6. Tony Perez – Cincinnati, 1964-76, 1984-86; Montreal, 1977-79; Boston, 1980-82; Philadelphia, 1983.
A corner infielder who drove in 1,652 runs to go along with 2,732 career hits, Perez was a seven-time all-star and won back-to-back World Series with Cincinnati. He ranks second in RBI during the 1970s, behind teammate Johnny Bench, and was singled out by Reds manager Sparky Anderson as the leader of the Big Red Machine. Perez was voted into the Hall of Fame in 2000 on his ninth ballot.
5. Jose Mendez – Cuban Leagues, 1907-16; Negro Leagues, 1980-26.
Mendez was one of the most dominant pitchers of his era, both in Cuba and in the Negro Leagues in the United States. In 1908, Mendez fired 43 scoreless innings in two games against the Cincinnati Reds and two games against a minor league all-star team. As a member of the famed Kansas City Monarchs, he won the 1924 Colored World Series and was inducted into the Hall of Fame in 2006 after being voted in by the Committee on African-American Baseball.
4. Tony Oliva – Minnesota, 1962-76.
Oliva, the 1964 A.L. Rookie of the Year, appeared in eight All-Star Games, won a Gold Glove in 1966, and finished second in the A.L. MVP balloting twice. He led the A.L. in hits twice and won three batting titles in the junior circuit, won two World Series as a member of the Twins’ coaching staff, and was put into the Hall of Fame in 2022 by the Golden Days Era Committee.
3. Omar Linares – Cuban National Series: Vegueros, 1985-93; Pinar del Rio, 1992-2002. NPB: Chunichi, 2002-04.
Linares is the best Cuban player since the 1959 Cuban Revolution who did not appear in the major leagues, though word of his greatness escaped Cuba nonetheless. In 16 seasons in the Cuban National Series, Linares torched opposing pitching, hitting .384/.524/.666 with 172 home runs in 773 games over 16 seasons. While his numbers for Chunichi in NPB were a little more pedestrian (he posted a triple slash line of .246/.327/.387), to only look at Linares’ professional stats wouldn’t do the corner infielder justice, as he won Olympic gold medals in 1992 and 1996; Pan American Games gold medals in 1991, 1995, and 1999; Baseball World Cup gold medals in 1990, 1994, and 2001; and a Goodwill Games gold in 1990.
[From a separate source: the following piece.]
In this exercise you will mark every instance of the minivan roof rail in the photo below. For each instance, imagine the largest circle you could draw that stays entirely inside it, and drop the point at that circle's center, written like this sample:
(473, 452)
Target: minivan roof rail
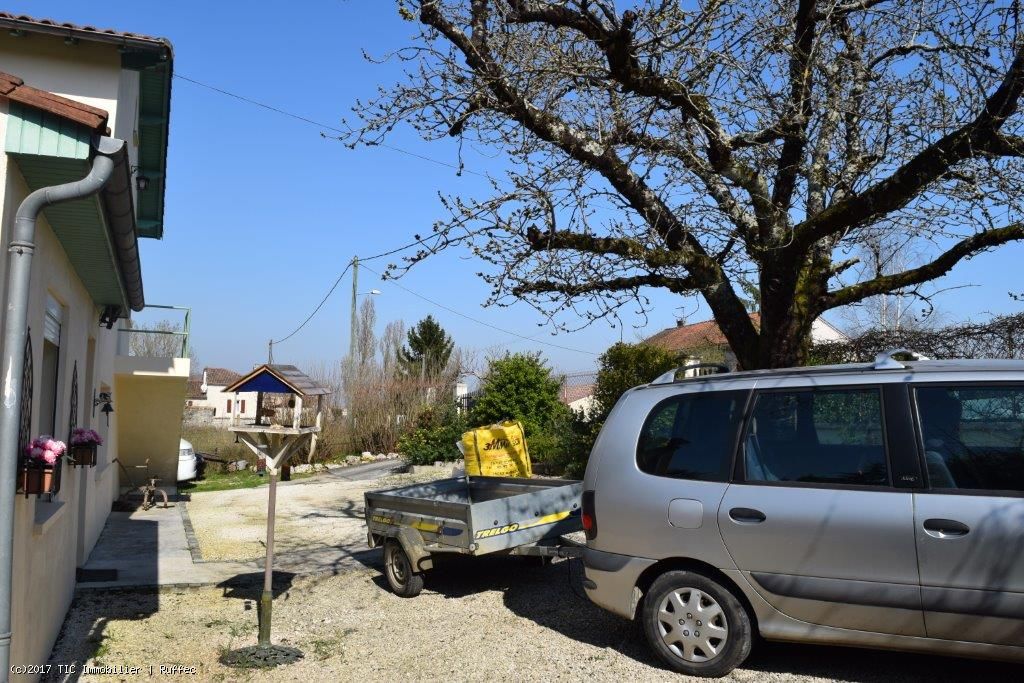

2. Rafael Palmeiro – Chicago (N.L.), 1986-88; Texas, 1989-93, 1999-03; Baltimore, 1994-98, 2004-05.
A four-time All-Star and three-time Gold Glove winner, Palmeiro is one of only seven players with 3,000 hits and 500 home runs. He led the A.L. in hits in 1990 and in runs scored in 1993. The end of Palmeiro’s career drew controversy, though. After fellow Cuban Jose Canseco identified him as a steroid user in his 2005 memoir, Palmeiro testified before the U.S. Congress, saying, “Let me start by telling you this: I have never used steroids, period. I don’t know how to say it any more clearly than that. Never.” Less than five months later, Palmeiro tested positive for steroids and was suspended for 10 days. He returned to the Orioles’ lineup for seven more games before his major league career ended.
1. Martin Dihigo – Player: Negro Leagues, 1923-36, 1945; Cuban Leagues, 1922-32, 1935-1940, 1945-47; Mexican League: 1937-44, 1946-47, 1950; Venezuelan League, 1932-34. Manager: Negro Leagues, 1934-35; Venezuelan League, 1952-53.
Nicknamed “el Immortal” and “el Maestro,” Martin Dihigo’s 30-year career saw him play for 17 different teams in four countries, and his renown earned him elections into five different halls of fame. Former Los Angeles Dodgers general manager Al Campanis said that Dihigo was a better player than Willie Mays or Roberto Clemente. Hall of Famer Johnny Mize remarked, “He was the only guy I ever saw who could play all nine positions, manage, run and switch-hit.”
Dihigo starred in the Negro Leagues, posting a career slash line of .340/.416/.598, though his career statistics may be incomplete. He played baseball year-round, returning to Cuba and, later in his career, venturing to Mexico to play winter ball. He was inducted into the Hall of Fame in 1977 by the Negro League Committee.